My research interest lie in the research areas of statistical machine learning (with emphasis on component analysis and kernel learning) with applications in computer vision and general image/signal analysis. In particular, I design and develop statistical machine learning algorithms taylored for 2D/3D object and face recognition, 2D/3D object tracking, 2D/3D deformable object/face alignment, as well as, automatic human behaviour analysis. I apply such algorithms for analysis of various other signals (e.g., brain signals and graphs).
A recent line of research in computer vision is to apply tools from statistical machine learning in order to solve challenging problems such as object recognition, object tracking, image alignment, human behaviour analysis etc. I work on this line of research on the following topics
(1) Deformable models for face alignment. Construction of deformable models provide an excellent paradigm on how elements of computer vision (i.e., 2D/3D motion models, image warping etc) can be successfully combined with elements of statistical machine learning (component analysis). My work on deformable models is on the design and application robust component analysis and optimization methodologies for building facial deformable models that can work on unconstrained conditions.

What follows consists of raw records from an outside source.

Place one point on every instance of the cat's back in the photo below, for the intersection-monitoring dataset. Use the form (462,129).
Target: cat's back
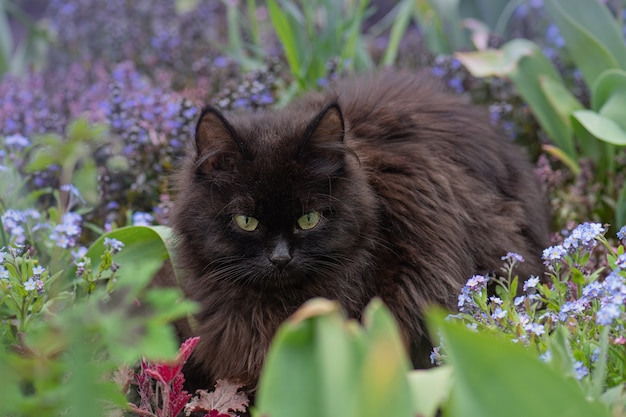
(446,177)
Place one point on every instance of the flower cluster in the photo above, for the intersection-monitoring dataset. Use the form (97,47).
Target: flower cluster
(66,234)
(591,308)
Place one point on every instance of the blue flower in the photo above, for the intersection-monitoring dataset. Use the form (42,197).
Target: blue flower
(580,370)
(553,254)
(435,356)
(546,356)
(513,257)
(499,314)
(142,219)
(113,245)
(531,283)
(607,314)
(30,285)
(17,140)
(535,328)
(593,290)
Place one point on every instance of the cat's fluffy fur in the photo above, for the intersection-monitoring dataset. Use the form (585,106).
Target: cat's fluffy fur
(417,191)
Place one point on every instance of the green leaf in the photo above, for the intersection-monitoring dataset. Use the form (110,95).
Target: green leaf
(592,36)
(290,37)
(601,127)
(142,244)
(494,377)
(430,389)
(608,83)
(501,62)
(384,386)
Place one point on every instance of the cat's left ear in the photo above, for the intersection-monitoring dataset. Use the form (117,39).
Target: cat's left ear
(217,143)
(325,132)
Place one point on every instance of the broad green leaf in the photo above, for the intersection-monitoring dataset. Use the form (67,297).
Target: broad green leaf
(501,62)
(494,377)
(527,77)
(290,37)
(142,244)
(430,389)
(614,108)
(283,391)
(601,127)
(607,84)
(592,36)
(384,386)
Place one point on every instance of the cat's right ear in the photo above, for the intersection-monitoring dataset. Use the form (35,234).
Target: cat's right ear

(2) Face recognition. Arguably face is the most used object in computer vision due to the numerous applications that involve faces, as well as, since it is a appears in very challenging settings (i.e., it is highly deformable, it has drastic appearance changes due to different illumination/poses/aging/cosmetics etc.). My work concentrated on the development of robust algorithms for face recognition in challenging real-world application (e.g., surveillance).
(3) Human behaviour analysis. Automatic understanding of human behaviour and especially non-verbal facial behaviour from visual input is a key aspect in the majority of modern human computer interaction systems. I am very active in this line of research working towards the design of algorithms that take into account both the spatial, as well as, the temporal (dynamic) nature of human behaviour.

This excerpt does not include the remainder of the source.